An inherent characteristic of Kung Fu is the cultivation of what is known as martial skill or “Wu Gong.” This is achieved through various means, and one of the most significant methods is training in the air. Shadowboxing (chained techniques or “lian huan quan”), predefined movement patterns using punching and kicking for both offense and defense, with specific steps and alternating stances (known as Taolu), enriches the body with qualities (motor control) and suitable mechanics (motor adaptations).
You initially prepare for predefined contact and gradually for free combat (Sanshou), whether someone has a disability or not. The challenge is evident for people with disabilities, the difficulties are visible, and the adaptations come with increasing demands.

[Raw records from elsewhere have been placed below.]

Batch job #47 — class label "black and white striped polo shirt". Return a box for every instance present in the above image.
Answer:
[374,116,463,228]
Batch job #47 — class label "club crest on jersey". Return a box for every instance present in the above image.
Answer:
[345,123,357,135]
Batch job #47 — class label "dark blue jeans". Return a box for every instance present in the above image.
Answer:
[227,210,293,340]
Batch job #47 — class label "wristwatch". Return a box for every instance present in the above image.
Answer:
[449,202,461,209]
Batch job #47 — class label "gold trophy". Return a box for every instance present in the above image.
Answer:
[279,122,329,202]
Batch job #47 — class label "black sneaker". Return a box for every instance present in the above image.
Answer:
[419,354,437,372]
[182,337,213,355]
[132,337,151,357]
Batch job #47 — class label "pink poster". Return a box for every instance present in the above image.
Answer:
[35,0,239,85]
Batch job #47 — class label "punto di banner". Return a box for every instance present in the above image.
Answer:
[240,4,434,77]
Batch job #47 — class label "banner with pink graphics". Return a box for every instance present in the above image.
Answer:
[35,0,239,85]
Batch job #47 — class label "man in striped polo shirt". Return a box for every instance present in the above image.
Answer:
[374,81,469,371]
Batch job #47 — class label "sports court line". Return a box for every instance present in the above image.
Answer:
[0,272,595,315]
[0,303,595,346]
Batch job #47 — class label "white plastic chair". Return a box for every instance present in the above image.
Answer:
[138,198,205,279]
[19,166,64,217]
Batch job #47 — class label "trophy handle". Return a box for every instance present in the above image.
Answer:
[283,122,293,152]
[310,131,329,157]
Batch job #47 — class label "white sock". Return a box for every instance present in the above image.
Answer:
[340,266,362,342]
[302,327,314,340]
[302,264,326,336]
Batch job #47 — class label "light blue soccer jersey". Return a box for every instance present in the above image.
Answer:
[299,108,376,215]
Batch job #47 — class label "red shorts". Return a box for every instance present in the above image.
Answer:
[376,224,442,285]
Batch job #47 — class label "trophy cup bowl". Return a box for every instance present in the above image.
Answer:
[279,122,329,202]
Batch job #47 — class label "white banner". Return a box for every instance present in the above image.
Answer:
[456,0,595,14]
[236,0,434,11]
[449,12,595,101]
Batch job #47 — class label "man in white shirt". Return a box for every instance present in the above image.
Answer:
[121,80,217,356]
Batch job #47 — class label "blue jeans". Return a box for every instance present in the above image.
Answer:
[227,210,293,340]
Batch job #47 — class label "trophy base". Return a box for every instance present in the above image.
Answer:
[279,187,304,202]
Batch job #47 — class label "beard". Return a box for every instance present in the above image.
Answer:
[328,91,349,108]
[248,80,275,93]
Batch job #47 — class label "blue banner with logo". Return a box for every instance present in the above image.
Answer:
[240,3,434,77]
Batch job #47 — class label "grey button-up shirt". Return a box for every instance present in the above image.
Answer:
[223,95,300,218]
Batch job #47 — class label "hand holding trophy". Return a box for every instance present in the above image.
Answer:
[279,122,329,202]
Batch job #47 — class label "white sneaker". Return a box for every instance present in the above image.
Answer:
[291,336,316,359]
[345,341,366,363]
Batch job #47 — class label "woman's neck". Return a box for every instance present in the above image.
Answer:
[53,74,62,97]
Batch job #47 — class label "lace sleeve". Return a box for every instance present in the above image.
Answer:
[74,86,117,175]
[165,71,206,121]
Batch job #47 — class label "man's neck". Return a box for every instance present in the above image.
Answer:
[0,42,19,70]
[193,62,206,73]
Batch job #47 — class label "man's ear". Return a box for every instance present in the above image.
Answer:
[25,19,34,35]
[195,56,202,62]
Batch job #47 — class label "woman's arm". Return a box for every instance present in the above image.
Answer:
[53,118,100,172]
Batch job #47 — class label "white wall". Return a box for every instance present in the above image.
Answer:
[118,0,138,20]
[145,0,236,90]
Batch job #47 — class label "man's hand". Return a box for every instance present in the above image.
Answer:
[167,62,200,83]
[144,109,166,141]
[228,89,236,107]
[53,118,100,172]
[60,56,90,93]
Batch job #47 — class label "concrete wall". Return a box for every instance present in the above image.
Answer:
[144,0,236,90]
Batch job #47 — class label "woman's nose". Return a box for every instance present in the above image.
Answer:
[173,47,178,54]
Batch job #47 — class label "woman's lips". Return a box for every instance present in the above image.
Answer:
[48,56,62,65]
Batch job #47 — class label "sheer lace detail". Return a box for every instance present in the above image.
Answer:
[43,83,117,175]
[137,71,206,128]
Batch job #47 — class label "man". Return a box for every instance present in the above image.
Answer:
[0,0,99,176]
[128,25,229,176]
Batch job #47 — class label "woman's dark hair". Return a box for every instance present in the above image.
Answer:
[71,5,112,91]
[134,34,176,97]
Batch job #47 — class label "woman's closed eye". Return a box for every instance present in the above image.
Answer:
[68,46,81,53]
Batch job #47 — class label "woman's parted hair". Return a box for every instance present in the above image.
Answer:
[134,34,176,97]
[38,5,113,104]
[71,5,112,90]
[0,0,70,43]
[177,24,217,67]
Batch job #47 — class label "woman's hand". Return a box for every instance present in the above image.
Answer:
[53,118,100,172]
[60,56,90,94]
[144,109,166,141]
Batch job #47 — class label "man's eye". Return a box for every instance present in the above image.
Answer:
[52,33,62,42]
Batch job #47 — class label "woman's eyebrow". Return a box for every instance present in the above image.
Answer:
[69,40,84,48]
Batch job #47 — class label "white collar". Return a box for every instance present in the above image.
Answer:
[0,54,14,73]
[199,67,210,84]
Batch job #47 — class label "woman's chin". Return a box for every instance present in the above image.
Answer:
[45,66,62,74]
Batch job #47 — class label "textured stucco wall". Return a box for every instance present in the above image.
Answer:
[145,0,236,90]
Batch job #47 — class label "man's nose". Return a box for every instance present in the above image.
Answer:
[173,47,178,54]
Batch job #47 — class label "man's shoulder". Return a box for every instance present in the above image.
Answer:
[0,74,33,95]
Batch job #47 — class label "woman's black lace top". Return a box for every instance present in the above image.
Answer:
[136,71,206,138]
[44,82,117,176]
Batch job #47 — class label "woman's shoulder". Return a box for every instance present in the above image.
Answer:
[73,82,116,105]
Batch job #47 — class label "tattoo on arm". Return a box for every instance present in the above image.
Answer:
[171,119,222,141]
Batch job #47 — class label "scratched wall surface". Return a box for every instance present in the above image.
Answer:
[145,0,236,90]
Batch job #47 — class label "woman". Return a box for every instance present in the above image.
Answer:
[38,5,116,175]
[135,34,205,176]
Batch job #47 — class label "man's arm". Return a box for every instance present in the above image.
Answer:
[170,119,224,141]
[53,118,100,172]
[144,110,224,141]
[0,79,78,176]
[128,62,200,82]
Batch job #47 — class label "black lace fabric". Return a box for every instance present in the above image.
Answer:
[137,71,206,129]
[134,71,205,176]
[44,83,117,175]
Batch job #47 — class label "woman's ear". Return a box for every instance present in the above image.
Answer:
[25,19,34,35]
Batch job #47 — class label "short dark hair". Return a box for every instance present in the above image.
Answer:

So, if someone asks (not that unfortunately, this aspect is not part of everyday life in a society like ours), what does a person with a disability do when they face an attack and how can they react if they need to protect themselves and others? The answer will clearly be the same as for someone without a disability. A person reacts by trying to apply what they have learned if they cannot avoid it.

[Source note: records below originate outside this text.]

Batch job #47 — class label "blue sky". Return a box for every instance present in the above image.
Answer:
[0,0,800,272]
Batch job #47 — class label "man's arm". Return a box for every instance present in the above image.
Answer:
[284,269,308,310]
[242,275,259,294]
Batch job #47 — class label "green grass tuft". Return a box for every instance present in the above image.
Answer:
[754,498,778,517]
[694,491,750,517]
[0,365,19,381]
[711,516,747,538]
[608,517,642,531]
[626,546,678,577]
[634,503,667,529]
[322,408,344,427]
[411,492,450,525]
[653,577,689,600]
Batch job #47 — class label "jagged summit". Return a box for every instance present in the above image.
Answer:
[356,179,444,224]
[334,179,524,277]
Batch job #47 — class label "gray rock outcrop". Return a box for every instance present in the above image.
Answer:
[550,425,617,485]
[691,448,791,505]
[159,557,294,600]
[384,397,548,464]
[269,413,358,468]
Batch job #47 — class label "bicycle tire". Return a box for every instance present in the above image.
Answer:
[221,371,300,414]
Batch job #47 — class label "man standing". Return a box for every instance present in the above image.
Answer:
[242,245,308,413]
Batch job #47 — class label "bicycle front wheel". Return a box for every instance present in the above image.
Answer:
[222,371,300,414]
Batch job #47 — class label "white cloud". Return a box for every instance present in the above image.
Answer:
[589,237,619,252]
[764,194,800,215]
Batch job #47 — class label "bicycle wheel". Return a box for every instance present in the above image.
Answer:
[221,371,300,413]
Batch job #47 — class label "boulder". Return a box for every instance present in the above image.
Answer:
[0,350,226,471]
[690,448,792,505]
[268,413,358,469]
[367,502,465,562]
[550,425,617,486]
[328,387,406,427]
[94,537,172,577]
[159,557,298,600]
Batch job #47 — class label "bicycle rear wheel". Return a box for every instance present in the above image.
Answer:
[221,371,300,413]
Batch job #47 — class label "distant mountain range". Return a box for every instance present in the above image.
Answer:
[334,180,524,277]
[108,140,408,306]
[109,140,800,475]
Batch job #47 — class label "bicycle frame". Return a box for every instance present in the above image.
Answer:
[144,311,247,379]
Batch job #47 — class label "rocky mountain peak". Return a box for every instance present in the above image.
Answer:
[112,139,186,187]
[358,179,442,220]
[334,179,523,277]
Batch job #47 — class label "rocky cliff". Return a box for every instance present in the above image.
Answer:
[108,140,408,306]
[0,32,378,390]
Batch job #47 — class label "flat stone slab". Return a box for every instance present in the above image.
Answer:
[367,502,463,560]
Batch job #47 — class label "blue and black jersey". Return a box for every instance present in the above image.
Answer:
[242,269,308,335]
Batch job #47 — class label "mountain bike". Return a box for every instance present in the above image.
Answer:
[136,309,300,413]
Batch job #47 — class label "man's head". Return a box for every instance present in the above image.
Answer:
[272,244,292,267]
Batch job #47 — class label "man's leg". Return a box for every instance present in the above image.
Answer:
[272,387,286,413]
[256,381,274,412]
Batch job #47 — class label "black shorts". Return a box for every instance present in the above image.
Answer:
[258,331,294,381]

The practitioners of Wushu can react, manage to cope, protect themselves, fight, whether they have a disability or not.
The essence is continuous practice for self-improvement and genuine martial knowledge. Kung Fu aids in this kind of self-confidence; it’s clever, always utilizing the opponent’s strength and momentum. It is associated with phrases like “the weak overcomes the strong.” It is “cunning,” targeting vulnerable points, teaching you to react and relax in the next moment, all without filling yourself with “poison.”
Some examples include: If someone uses a wheelchair, they should find the best geometry and angle to utilize their core strength without rushing to close the distance. If someone is blind, they should transform their cane into a weapon and, when necessary, close the distance in order to not lose contact. The same may apply, if someone uses a crutch etc.
The individualization of cases and the chaos of free combat self-defense play a significant role.